Comment by ordu
6 hours ago
> These theories are flawed in the sense that they cannot account for subjective experience and agency, amongst other things.
It would be a valid argument if you could explain us what subjective experience and agency are. No one can explain this, so the arguments sounds like "AI doesn't have something I don't really know what, but they have to miss something, sure".
> But the truth is that we don't know.
Yes! This is the point. If we don't know how our minds work, how can we be sure that a machine doesn't work like our minds?
> I highly recommend people in the AI research space should read philosophy and modern linguistics.
Linguists are linguists, they don't know about consciousness, they specialists in language.

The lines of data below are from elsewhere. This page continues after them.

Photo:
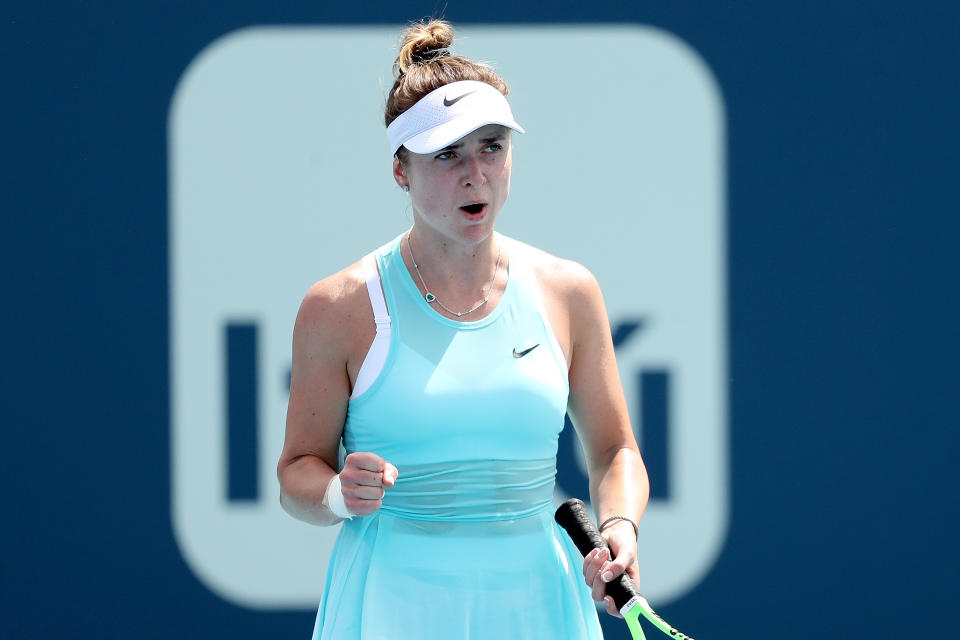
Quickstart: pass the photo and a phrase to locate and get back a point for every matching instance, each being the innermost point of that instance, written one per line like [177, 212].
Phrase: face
[457, 192]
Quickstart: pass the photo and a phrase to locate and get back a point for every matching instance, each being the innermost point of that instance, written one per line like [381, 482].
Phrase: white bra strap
[375, 291]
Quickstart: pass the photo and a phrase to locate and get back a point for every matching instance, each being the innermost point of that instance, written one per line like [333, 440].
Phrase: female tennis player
[445, 361]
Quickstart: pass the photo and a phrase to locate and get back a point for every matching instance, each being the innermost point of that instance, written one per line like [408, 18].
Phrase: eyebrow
[454, 147]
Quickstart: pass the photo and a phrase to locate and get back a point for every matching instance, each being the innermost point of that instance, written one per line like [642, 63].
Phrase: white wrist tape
[333, 499]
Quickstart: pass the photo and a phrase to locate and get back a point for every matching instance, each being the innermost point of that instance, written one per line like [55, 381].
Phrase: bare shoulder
[332, 311]
[566, 279]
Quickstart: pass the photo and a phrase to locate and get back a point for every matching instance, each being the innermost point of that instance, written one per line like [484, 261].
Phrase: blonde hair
[425, 63]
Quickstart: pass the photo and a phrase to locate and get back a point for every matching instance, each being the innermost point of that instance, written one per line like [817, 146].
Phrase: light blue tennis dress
[465, 545]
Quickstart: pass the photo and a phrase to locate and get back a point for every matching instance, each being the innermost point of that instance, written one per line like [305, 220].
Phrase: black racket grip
[573, 517]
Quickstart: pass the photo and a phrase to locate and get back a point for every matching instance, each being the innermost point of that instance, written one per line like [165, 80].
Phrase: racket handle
[573, 517]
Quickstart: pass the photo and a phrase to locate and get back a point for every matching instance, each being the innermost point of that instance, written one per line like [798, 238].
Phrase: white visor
[445, 115]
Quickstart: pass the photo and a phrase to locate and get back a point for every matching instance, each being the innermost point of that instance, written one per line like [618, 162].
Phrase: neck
[457, 280]
[464, 266]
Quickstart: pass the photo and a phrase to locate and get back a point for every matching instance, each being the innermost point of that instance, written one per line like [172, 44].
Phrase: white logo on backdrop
[280, 175]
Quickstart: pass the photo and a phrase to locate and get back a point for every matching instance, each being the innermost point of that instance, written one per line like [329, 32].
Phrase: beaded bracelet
[612, 519]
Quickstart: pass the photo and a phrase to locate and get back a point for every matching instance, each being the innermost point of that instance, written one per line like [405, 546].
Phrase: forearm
[619, 485]
[303, 483]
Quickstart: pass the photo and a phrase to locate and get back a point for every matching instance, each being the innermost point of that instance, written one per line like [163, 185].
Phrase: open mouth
[477, 207]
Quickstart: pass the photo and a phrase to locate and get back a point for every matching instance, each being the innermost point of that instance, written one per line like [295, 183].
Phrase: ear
[399, 175]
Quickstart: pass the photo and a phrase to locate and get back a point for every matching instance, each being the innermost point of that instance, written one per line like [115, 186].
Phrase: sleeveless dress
[465, 545]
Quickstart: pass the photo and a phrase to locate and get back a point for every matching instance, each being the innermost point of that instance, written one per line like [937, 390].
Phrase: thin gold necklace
[430, 298]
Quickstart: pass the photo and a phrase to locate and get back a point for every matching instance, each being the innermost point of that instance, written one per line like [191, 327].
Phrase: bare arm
[618, 477]
[334, 324]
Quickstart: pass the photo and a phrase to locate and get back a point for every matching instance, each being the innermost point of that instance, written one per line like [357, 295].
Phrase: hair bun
[422, 43]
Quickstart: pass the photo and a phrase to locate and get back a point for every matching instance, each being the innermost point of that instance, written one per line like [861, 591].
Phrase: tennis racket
[573, 517]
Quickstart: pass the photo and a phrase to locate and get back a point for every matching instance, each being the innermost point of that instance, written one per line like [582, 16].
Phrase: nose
[473, 173]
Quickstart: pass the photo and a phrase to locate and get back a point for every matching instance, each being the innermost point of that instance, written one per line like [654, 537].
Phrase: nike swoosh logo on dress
[449, 103]
[520, 354]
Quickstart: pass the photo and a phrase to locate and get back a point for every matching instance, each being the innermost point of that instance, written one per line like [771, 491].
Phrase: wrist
[614, 521]
[333, 499]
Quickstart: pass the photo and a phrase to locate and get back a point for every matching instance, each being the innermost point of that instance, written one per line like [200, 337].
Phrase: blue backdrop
[843, 203]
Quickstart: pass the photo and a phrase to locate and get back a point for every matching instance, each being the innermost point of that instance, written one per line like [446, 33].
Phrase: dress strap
[375, 291]
[376, 357]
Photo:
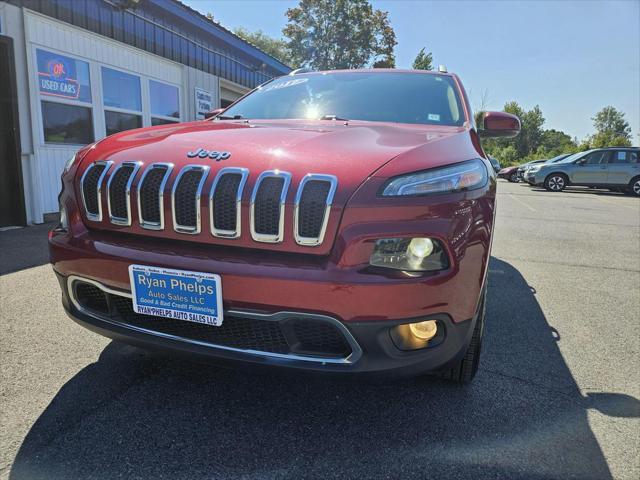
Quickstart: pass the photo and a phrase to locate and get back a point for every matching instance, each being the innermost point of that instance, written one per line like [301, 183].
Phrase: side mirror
[499, 124]
[214, 113]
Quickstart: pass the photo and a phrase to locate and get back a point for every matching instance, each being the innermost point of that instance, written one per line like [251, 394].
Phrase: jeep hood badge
[213, 154]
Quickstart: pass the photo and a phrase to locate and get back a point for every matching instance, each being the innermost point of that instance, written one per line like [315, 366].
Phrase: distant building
[79, 70]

The main teaching of philosophy is to open your mind wide, and then still wider. So yes, we all should read more philosophy, but we should remember while reading, that philosophy is what we do, when we can't turn a question to a scientific one. I'd say that philosophy is more about finding the right question, than the right answer. Until there are no science branches like Subjectology or Consciousiology, and all you can find are TL;DRs written by philosophers and scientists from unrelated branches of science (like linguists or neurologists) you can be sure that the right question is not found yet. Therefore it is better to keep yourself uncertain. BTW it is the main lesson of philosophy: to open your mind wide and then open it wider still.

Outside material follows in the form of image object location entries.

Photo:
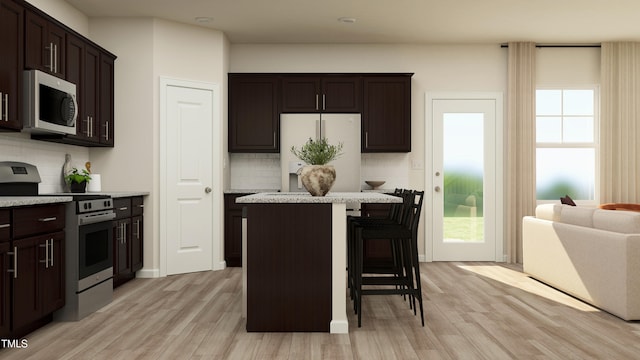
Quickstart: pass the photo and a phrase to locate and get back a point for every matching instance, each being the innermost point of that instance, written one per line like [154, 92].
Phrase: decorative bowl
[374, 184]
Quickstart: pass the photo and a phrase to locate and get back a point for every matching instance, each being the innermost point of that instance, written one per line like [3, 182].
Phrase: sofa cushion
[626, 222]
[549, 212]
[577, 215]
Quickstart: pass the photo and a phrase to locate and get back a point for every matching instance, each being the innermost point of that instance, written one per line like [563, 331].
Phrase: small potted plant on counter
[317, 177]
[78, 180]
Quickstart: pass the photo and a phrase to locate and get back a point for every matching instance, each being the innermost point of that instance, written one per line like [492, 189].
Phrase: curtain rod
[560, 45]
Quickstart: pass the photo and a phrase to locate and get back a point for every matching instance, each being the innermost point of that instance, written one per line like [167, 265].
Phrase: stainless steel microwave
[50, 104]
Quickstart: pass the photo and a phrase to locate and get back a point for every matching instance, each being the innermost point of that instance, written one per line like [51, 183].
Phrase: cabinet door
[11, 64]
[232, 230]
[301, 94]
[341, 94]
[105, 96]
[26, 302]
[136, 243]
[5, 299]
[44, 45]
[386, 114]
[82, 62]
[253, 113]
[51, 272]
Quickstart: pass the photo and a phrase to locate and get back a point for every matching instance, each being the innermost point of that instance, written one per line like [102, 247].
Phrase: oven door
[95, 248]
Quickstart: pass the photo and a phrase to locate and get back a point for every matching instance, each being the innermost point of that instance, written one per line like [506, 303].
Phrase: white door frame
[217, 176]
[499, 162]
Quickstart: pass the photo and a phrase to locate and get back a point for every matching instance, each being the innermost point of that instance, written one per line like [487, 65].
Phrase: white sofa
[590, 253]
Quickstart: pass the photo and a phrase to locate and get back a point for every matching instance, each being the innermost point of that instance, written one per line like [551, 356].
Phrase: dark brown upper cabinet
[11, 64]
[386, 114]
[326, 93]
[253, 113]
[83, 62]
[45, 43]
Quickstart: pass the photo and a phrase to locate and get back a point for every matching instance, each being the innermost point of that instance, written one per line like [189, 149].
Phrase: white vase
[318, 179]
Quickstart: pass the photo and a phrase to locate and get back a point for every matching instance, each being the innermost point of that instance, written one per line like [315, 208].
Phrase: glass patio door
[464, 180]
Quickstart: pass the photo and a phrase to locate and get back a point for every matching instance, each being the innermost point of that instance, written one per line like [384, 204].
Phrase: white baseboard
[148, 273]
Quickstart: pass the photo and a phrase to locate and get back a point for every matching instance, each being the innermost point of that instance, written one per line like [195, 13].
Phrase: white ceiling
[394, 21]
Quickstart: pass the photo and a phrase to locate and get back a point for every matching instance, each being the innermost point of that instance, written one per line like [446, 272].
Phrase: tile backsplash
[47, 157]
[262, 171]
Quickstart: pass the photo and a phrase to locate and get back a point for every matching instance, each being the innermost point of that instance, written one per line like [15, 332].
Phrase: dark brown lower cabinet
[288, 267]
[232, 230]
[5, 290]
[38, 285]
[127, 238]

I believe, that all this philosophy is... well... philosophy. Meta-physics. It doesn't matter. What does matter is how we should deal with machines? Do we have to treat them as human beings? Should we accept that they have "human rights"? Can a machine be held accountable for its mistakes? Can we talk about "intentional" and "unintentional" mistakes of a machine?
Answers to these questions are important, they are imperative answers, they govern how we live our lives. But when people try to answer them, they somehow jump to talking about consciousness, and "are they really like us or not", and... etc. I personally keep myself uncertain. I'm pretty sure that current models do not deserve human rights. I cannot say about future models.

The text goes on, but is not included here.